Introduction: Hypophysitis has been recognised as a frequent endocrine related side effect of immunotherapy with the CLTA-4 inhibitor Ipilimumab, with a prevalence of upto 17.4%. The most common symptoms of hypophysitis are headache and signs/symptoms of hypopituitarism. Whilst some patients have an enlarged pituitary on MRI, this is frequently normal. ACTH and TSH deficiencies are most common, but all anterior and posterior pituitary hormonal axis may be affected. Hypopituitarism may be transient, but cortisol deficiency usually persists.

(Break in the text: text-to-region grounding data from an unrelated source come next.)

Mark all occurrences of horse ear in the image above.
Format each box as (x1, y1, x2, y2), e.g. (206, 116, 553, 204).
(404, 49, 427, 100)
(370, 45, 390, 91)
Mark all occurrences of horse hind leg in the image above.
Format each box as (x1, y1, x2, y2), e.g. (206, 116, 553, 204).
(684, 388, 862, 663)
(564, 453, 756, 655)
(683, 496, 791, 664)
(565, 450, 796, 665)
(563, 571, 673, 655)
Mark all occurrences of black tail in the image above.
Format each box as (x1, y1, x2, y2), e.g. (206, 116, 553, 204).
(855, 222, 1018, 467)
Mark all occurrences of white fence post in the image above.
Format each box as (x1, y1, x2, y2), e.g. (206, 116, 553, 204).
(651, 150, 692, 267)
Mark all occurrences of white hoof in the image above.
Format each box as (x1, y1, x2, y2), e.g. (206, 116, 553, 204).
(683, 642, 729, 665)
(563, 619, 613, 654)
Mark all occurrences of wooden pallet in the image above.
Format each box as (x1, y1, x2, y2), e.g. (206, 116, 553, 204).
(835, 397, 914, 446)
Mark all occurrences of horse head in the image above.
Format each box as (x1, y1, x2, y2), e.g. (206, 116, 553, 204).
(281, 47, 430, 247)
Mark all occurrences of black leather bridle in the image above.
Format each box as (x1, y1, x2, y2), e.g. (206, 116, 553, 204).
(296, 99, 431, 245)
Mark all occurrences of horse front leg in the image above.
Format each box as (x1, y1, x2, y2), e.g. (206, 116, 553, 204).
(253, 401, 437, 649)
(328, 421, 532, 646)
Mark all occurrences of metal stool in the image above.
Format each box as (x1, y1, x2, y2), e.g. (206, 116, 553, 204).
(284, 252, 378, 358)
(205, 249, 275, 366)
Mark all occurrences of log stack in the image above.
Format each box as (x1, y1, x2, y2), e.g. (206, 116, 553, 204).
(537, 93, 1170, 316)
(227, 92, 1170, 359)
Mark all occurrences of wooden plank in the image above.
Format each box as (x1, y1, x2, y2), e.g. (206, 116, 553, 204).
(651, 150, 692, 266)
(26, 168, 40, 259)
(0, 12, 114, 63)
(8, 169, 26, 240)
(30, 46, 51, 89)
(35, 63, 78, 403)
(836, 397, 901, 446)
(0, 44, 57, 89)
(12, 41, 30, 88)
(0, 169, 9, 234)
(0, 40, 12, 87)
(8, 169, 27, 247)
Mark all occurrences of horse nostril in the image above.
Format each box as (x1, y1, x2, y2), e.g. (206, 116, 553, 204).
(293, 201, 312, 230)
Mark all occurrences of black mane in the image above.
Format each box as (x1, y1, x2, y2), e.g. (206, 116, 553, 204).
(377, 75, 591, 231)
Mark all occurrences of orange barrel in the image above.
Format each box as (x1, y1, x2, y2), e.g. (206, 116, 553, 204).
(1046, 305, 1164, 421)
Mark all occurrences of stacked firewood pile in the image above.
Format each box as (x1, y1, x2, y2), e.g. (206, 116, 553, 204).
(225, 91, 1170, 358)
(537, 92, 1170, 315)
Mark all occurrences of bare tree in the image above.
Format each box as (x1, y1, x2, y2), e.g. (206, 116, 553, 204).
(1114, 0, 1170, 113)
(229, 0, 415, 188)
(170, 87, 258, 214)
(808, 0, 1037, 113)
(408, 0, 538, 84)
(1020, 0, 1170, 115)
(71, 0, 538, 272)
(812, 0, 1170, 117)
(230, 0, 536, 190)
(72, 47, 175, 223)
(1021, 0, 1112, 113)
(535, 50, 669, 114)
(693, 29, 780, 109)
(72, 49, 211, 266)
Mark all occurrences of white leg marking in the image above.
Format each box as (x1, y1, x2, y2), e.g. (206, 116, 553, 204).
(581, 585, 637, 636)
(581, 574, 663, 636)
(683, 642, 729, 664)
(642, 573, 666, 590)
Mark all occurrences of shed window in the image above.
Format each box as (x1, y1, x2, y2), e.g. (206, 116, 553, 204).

History and investigations: Three patients treated with Ipilimumab (two in combination with Nivolumab) for metastatic melanoma developed evidence of hypophysitis with diffuse pituitary enlargement on MRI scans 1 to 3 months post initial dose of immunotherapy. One of the patients was treated with methylprednisolone as treatment for severe hypophysitis. However biochemical investigation in all three did not show full hypopituitarism. One patient had transient low cortisol, but has had a normal Short Synacthen test off treatment 5 years later. One had normal pituitary function prior to receiving steroids for hepatitis, and a peak cortisol on an ITT of 451 nmol/l after completion of steroids. The third also required long term prednisolone for hepatitis, but has had a 0900 h cortisol of 230 nmol/l with normal ACTH, pending further testing. None had secondary hypothyroidism or other pituitary hormone deficiencies. Repeat MRI scans showed normalisation of pituitary appearances in all three patients.
Conclusion: Hypopituitarism due to hypophysitis is a common adverse event of Ipilimumab. Although it has been recognised that only half of patients with hypopituitarism have an abnormal MRI, we report three cases with pituitary enlargement on MRI in keeping with hypophysitis but without subsequent clinically significant endocrine dysfunction. Morphological changes to the pituitary gland are dynamic and may not correlate to hypopituitarism.